School boards of trustees want charter schools to be limited to three only, set up on a trial basis for three to five years, and assessed by an independent research programme.
The New Zealand School Trustees Association, which represents about 2200 school boards of trustees, has what it calls a "midway position" on charter schools with no blanket opposition or blanket support.
But the association has concerns at some elements of the policy including the proposal to allow non-registered teachers as full-time classroom teachers and setting it up outside the accountabilities of the Official Information Act and the Office of the Ombudsman.
And it says the new schools should be restricted to a small-scale formal trial of no more than three schools for no more than five years.
Association president Lorraine Kerr and general manager Ray Newport made submissions yesterday to the education select committee at Parliament on the legislation establishing charter schools.
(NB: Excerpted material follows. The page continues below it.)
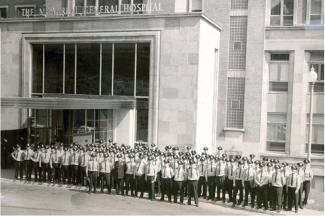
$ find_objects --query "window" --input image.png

Any extension of the schools beyond the trial period should be subject to evidence from the research process and review by the select committee, their submission said.
The first charter schools, or partnership schools as they are described in legislation, will be ready to go in January next year. They will be state-funded on a fixed term contract but privately run by either not-for-profit or for-profit organisations in areas of significant educational under-achievement.
Mr Newport told the committee: "We can't see any compelling case either way.
"We think that rather than simply oppose the idea, that the select committee should consider through legislation authorising a trial of partnership schools for a particular period - we say three to five years. Put a research project alongside those schools and let the evidence determine at the end of that time, what sort of outcomes they have achieved.
"If the outcomes are stunning so be it, then it is something we should all be looking at."
The charter school policy was a surprise element of National's confidence and supply agreement with Act after the 2011 election - a surprise because it had not been mentioned in either party's education policy in the campaign.
Associate Education Minister and Act leader John Banks told the Herald last week that it was not yet clear how many schools would be established next year.
"It could be three, it could be four, it could be six and if there were 10 I'd love to convince my coalition senior partners that we should go with 10 so we don't know yet."
They did not yet know how many expressions of interest there would be.
"But what we do know is there are a lot and what we do know is that we don't want to bite off more than we can chew. What we will need is an absolute commitment and a belief that these people can deliver on what they promise."